I am generating Gauss-codes for knots, and I would like to compute some of their invariants (e.g. knot polynomials). However, I am running in some problems. For example:
A = Link([[[1,2,-2,-1,-3,-4,4,3]],[1,1,1,1]])
Is recognized as a knot (I can compute the fundamental group, the writhe and the Seifert circles, and tell if it is alternating), but If I try to compute the Alexander polynomial:
A.alexander_polynomial()
I get the following error:
ValueError Traceback (most recent call last) in () 1 A = Link([[[Integer(1),Integer(2),-Integer(2),-Integer(1),-Integer(3),-Integer(4),Integer(4),Integer(3)]],[Integer(1),Integer(1),Integer(1),Integer(1)]]) ----> 2 A.alexander_polynomial()
/home/sc_serv/sage/local/lib/python2.7/site-packages/sage/knots/link.pyc in alexander_polynomial(self, var) 1780 R = LaurentPolynomialRing(ZZ, var) 1781 # The Alexander polynomial of disjoint links are defined to be 0 -> 1782 if len(self._braid_word_components()) > 1: 1783 return R.zero() 1784 t = R.gen()

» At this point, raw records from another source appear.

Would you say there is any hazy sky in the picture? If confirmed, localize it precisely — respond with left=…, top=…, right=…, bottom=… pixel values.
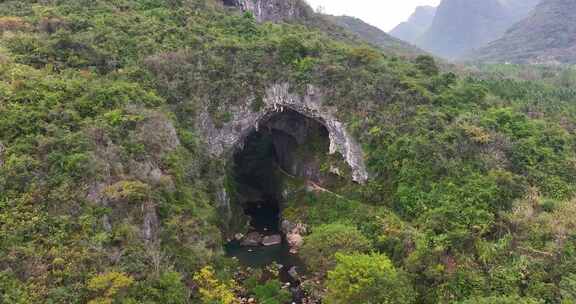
left=305, top=0, right=441, bottom=32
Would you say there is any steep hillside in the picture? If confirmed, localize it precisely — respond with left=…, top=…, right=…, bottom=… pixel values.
left=1, top=0, right=576, bottom=304
left=471, top=0, right=576, bottom=64
left=418, top=0, right=539, bottom=59
left=327, top=15, right=425, bottom=57
left=225, top=0, right=424, bottom=57
left=389, top=5, right=436, bottom=45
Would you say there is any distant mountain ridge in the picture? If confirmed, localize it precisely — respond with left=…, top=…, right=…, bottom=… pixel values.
left=327, top=15, right=425, bottom=57
left=417, top=0, right=539, bottom=59
left=390, top=0, right=540, bottom=60
left=471, top=0, right=576, bottom=64
left=389, top=6, right=436, bottom=45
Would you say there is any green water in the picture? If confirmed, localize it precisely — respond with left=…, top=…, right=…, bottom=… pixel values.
left=225, top=240, right=305, bottom=271
left=224, top=204, right=307, bottom=282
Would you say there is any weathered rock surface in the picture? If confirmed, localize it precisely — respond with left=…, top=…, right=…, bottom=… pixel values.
left=141, top=201, right=160, bottom=242
left=241, top=232, right=263, bottom=247
left=288, top=266, right=299, bottom=281
left=0, top=142, right=5, bottom=167
left=223, top=0, right=311, bottom=23
left=262, top=234, right=282, bottom=246
left=281, top=220, right=306, bottom=254
left=197, top=84, right=368, bottom=184
left=199, top=84, right=368, bottom=223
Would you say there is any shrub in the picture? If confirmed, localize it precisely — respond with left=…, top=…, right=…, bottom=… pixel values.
left=87, top=272, right=135, bottom=304
left=560, top=274, right=576, bottom=303
left=414, top=55, right=439, bottom=76
left=300, top=223, right=372, bottom=274
left=325, top=253, right=416, bottom=304
left=134, top=271, right=189, bottom=304
left=251, top=280, right=291, bottom=304
left=104, top=180, right=151, bottom=204
left=192, top=266, right=238, bottom=304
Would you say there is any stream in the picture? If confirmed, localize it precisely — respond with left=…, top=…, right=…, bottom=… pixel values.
left=225, top=203, right=307, bottom=303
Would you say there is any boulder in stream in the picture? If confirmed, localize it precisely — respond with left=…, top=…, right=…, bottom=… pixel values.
left=241, top=232, right=263, bottom=247
left=262, top=234, right=282, bottom=246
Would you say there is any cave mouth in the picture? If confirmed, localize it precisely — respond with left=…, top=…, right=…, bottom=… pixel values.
left=232, top=109, right=330, bottom=236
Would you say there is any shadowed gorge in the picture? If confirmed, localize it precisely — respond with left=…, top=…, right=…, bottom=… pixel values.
left=230, top=109, right=330, bottom=246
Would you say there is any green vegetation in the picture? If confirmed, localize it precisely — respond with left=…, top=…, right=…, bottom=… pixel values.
left=1, top=0, right=576, bottom=303
left=325, top=253, right=415, bottom=304
left=251, top=280, right=291, bottom=304
left=300, top=223, right=372, bottom=274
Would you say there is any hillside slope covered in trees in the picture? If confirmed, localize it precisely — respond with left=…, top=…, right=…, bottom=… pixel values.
left=471, top=0, right=576, bottom=64
left=327, top=15, right=425, bottom=57
left=1, top=0, right=576, bottom=303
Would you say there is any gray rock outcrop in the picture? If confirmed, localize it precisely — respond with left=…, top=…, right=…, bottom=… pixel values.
left=223, top=0, right=311, bottom=23
left=197, top=83, right=368, bottom=184
left=262, top=234, right=282, bottom=246
left=0, top=142, right=4, bottom=167
left=241, top=232, right=263, bottom=247
left=281, top=220, right=306, bottom=254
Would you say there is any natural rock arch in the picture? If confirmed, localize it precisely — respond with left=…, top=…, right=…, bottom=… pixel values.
left=197, top=84, right=368, bottom=227
left=198, top=84, right=368, bottom=184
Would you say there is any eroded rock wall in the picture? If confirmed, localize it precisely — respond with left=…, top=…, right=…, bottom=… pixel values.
left=0, top=142, right=4, bottom=167
left=198, top=83, right=368, bottom=184
left=224, top=0, right=311, bottom=23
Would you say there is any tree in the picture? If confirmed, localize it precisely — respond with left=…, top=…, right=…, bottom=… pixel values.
left=415, top=55, right=439, bottom=76
left=252, top=280, right=291, bottom=304
left=87, top=272, right=135, bottom=304
left=193, top=266, right=238, bottom=304
left=135, top=271, right=189, bottom=304
left=325, top=253, right=416, bottom=304
left=300, top=223, right=372, bottom=274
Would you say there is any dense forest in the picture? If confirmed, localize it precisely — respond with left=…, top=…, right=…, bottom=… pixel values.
left=1, top=1, right=576, bottom=303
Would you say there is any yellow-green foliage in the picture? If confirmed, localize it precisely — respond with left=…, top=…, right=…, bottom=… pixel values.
left=104, top=180, right=151, bottom=204
left=87, top=272, right=134, bottom=304
left=192, top=266, right=238, bottom=304
left=325, top=253, right=415, bottom=304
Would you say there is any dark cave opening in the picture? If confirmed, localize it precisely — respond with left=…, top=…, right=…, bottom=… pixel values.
left=233, top=130, right=284, bottom=234
left=231, top=109, right=331, bottom=237
left=226, top=110, right=331, bottom=301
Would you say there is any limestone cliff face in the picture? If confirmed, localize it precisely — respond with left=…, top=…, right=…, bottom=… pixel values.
left=197, top=83, right=368, bottom=184
left=0, top=142, right=4, bottom=167
left=198, top=83, right=369, bottom=229
left=223, top=0, right=312, bottom=23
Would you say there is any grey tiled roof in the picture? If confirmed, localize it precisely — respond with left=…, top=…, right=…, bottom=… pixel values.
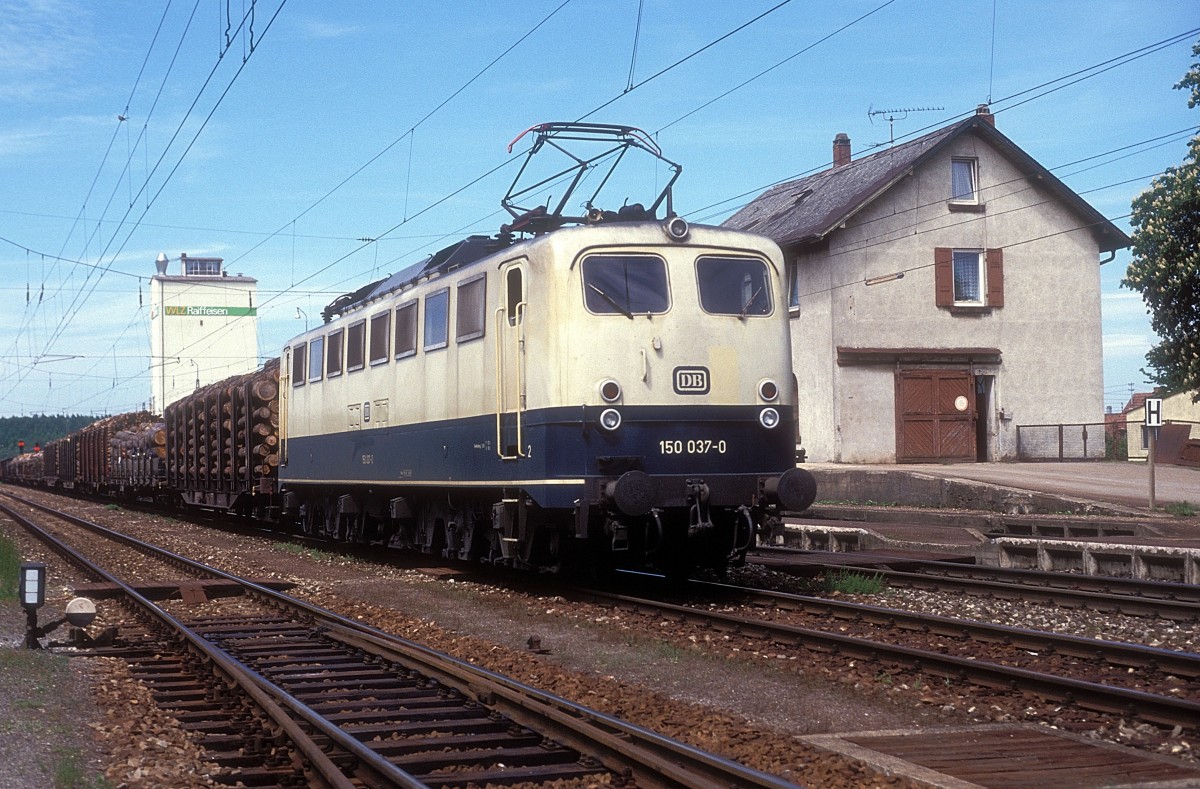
left=723, top=115, right=1131, bottom=253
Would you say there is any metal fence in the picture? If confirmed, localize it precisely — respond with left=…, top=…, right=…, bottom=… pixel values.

/home/sc_serv/sage/local/lib/python2.7/site-packages/sage/knots/link.pyc in _braid_word_components(self) 1433 ([-2, 1, 1], [4, 4], [6]) 1434 """ -> 1435 ml = list(self.braid().Tietze()) 1436 if not ml: 1**437 return tuple() /home/sc_serv/sage/local/lib/python2.7/site-packages/sage/knots/link.pyc in braid(self) 654 C1 = newPD[newPD.index(heads[-a])] 655 C1[C1.index(-a)] = newedge + 1 --> 656 C2 = newPD[newPD.index(tails[-b])] 657 C2[C2.index(-b)] = newedge + 2 658 newPD.append([newedge + 2, newedge, newedge + 3, newedge + 1]) ValueError: [5, 8, 6, 1] is not in list**
I think the problem is in the translation from Gauss code to an element in the braid group. Moreover, I get similar errors with other examples, also with really simple ones. Any idea on how to solve this? Thanks in Advance!